U.S. District Judge David S. Doty, however, dismissed the case in an order dated Jan. 24.
Doty wrote that the lawsuit was similar to previously dismissed cases where judges found that the pre-emption clause of the Medical Device Amendment mostly bars lawsuits challenging the safety and effectiveness of medical devices with FDA pre-market approvals. Past cases including Medtronic Sprint Fidelis leads product liability litigation, Kinetic v. Medtronic, and Pinsonneault v. St. Jude Medical generally held that FDA should handle such safety and effectiveness claims, not the courts.
“Indeed, the allegations here are nearly identical to those raised in the above cases, particularly Kinetic,” Doty said in his order. “Thus, under Sprint Fidelis, Kinetic, and Pinsonneault, the court is constrained to conclude that plaintiff’s claims are preempted. As a result, the court must dismiss the case.”

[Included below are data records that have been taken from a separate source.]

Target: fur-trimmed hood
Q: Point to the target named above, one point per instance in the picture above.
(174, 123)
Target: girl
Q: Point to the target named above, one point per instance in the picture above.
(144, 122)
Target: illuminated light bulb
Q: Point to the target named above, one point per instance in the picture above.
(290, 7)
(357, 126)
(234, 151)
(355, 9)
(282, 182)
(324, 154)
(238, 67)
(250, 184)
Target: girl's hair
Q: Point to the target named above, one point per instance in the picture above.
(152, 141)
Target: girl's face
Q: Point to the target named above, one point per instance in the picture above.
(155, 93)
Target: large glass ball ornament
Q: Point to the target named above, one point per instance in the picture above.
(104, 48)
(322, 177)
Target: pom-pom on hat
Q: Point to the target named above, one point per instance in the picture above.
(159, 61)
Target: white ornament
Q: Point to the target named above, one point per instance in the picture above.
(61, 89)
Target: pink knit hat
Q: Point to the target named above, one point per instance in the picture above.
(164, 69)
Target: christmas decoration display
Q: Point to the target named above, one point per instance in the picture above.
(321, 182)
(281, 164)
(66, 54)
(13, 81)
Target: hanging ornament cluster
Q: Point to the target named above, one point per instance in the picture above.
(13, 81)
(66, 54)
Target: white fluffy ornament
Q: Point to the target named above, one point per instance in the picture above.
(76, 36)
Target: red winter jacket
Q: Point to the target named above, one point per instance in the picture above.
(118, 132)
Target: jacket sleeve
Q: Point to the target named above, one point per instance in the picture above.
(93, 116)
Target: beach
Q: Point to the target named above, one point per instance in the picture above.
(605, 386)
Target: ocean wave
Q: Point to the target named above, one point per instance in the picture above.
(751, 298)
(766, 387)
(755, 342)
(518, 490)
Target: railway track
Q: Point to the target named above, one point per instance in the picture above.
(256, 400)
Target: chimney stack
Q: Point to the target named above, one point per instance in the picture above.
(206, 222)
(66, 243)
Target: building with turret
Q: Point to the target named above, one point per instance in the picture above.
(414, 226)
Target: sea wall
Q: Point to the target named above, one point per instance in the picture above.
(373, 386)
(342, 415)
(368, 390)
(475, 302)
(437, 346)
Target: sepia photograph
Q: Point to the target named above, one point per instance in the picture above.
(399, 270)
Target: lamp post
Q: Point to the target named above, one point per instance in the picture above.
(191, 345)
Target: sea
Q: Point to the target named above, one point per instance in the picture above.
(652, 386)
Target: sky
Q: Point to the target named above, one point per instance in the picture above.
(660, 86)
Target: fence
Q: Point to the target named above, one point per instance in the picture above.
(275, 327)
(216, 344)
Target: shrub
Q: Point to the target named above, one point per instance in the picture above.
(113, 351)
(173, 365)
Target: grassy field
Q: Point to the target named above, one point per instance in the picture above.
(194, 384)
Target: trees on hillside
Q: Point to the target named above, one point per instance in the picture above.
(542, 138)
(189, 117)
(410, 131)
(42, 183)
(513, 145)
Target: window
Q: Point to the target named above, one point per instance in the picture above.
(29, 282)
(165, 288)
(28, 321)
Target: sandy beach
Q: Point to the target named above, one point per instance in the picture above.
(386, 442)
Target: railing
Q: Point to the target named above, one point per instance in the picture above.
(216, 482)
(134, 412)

“Because the claims are preempted, the court will not address whether the complaint is adequately pleaded,” Doty added.
Doty’s dismissal of the case comes about half a year after the U.S. District Court for Northern Illinois dismissed a similar lawsuit from the ASEA/AFSCME Local 52 Health Benefits Trust against Abbott, saying that it lacked jurisdiction. The health benefits trust then filed against Abbott in Minnesota, where St. Jude Medical is based.